Nein, es wird Wäsche für soziale Einrichtungen gereinigt, es werden Produkte für den Einzelhandel komissioniert und verpackt, Kabel werden konfektioniert usw.
Die Auftraggeber sparen durch diese Ausbeutung im Zuge der Lohnarbeit eine Menge Geld ein, während die Menschen mit Behinderung trotz einer Vollzeitstelle nur einen kleinen Lohn erhalten, der in meinen Augen nur dazu dienlich ist, dass die Werkstätten nicht in den Konflikt kommen, sie würden die Mitarbeiter komplett kostenlos arbeiten lassen.
Allein von diesem Lohn kann aber kein Mensch leben und so müssen diese Mitarbeiter zwangsläufig den Weg in die Grundsicherung wählen, damit sie einigermaßen finanziell versorgt sind.
Wie heißt es gleich noch im Grundgesetz?
»Niemand darf wegen seiner Behinderung benachteiligt werden».
Für mich werden hier rd. 270.000 Menschen mit Behinderung, sogar durch das Sozialgestz und die Werkstattverordnung benachteiligt und ausgenutzt.

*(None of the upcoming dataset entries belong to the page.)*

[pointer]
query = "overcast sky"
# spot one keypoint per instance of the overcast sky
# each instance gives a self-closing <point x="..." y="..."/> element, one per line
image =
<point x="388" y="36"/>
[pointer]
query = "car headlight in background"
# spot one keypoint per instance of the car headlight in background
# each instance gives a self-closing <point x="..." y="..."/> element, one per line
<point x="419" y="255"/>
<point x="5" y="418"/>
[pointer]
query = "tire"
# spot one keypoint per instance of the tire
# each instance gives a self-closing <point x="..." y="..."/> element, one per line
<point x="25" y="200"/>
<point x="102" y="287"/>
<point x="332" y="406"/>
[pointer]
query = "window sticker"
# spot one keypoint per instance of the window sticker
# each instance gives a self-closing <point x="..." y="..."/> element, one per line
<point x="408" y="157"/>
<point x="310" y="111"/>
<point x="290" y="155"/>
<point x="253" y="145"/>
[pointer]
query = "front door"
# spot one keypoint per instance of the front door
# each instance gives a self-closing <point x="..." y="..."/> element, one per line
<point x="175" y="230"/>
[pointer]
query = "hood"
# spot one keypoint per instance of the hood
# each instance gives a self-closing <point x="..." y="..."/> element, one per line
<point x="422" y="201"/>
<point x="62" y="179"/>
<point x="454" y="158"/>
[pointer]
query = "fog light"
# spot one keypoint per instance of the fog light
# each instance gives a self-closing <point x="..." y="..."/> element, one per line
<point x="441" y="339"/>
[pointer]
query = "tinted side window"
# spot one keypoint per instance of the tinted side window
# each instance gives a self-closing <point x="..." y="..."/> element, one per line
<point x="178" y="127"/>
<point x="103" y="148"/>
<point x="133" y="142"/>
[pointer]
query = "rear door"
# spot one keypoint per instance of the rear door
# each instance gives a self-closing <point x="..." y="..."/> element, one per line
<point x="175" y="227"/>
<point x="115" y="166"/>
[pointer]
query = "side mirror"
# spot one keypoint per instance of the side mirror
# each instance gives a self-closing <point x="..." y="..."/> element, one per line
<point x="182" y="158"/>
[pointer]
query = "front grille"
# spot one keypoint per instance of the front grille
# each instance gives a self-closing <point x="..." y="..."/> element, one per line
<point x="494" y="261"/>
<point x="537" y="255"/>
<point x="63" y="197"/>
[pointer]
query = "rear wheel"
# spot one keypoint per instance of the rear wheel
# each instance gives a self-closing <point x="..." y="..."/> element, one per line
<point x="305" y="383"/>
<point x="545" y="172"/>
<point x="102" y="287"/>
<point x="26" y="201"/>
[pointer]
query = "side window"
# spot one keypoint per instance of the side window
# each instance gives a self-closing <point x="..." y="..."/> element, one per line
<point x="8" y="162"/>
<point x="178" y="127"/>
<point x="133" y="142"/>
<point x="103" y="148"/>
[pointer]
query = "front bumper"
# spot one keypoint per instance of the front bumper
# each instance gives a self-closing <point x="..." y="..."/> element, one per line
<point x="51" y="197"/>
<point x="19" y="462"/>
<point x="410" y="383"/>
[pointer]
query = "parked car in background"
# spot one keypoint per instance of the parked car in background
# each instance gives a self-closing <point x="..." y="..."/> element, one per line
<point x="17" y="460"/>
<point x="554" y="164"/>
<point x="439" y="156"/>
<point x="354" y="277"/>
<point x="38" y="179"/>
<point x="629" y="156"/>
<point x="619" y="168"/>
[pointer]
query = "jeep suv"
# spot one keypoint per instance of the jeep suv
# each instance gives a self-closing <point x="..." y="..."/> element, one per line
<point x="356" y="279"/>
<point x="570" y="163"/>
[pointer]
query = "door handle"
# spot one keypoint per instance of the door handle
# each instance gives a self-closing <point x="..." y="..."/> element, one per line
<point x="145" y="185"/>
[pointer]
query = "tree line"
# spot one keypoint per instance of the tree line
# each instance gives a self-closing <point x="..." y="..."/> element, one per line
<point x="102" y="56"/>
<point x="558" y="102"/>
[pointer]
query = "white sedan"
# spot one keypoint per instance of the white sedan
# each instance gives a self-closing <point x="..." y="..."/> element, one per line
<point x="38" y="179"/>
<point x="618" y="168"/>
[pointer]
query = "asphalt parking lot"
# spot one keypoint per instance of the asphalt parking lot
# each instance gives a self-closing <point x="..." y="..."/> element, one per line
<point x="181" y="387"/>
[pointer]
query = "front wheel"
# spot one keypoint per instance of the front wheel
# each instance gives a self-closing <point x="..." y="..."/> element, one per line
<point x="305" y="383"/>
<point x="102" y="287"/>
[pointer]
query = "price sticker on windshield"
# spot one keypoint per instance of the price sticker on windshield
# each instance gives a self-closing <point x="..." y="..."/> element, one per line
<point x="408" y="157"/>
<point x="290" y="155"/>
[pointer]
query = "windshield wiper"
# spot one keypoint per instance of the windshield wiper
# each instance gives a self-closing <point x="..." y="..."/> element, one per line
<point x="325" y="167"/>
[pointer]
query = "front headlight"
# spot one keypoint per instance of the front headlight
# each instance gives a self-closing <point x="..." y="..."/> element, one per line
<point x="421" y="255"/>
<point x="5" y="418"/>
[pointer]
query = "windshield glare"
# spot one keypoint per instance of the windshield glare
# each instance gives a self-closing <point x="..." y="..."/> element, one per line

Und wer jetzt meint mit der Bemerkung um die Ecke zu springen, dass diese Menschen ja nicht so Leistungsfähig wie gesunde Menschen sind:
Der gesunde Arbeitnehmer arbeitet nach seinen besten Möglichkeiten. Sorry, aber ganz genau das Tun eben auch die Menschen mit Behinderung, nur dass sie eben keinen Mindestlohn sondern eine Entschädigung erhalten die nicht einmal dafür reicht um grundlegende Bedürfnisse wie Miete, Strom und Ernährung zu sichern. Dies wird erst durch die Abhängigkeit vom Sozialsystem ermöglicht.
Ach ja; Betriebsräte oder Gewerkschaft findet man in diesem Segment der Wertschöpfung ebenfalls nicht. Und in der Politik gibt es nur eine extrem geringe Lobby für Menschen, die aufgrund ihrer Behinderung in einer Werkstatt für behinderte Menschen arb… nein, ausgebeutet werden.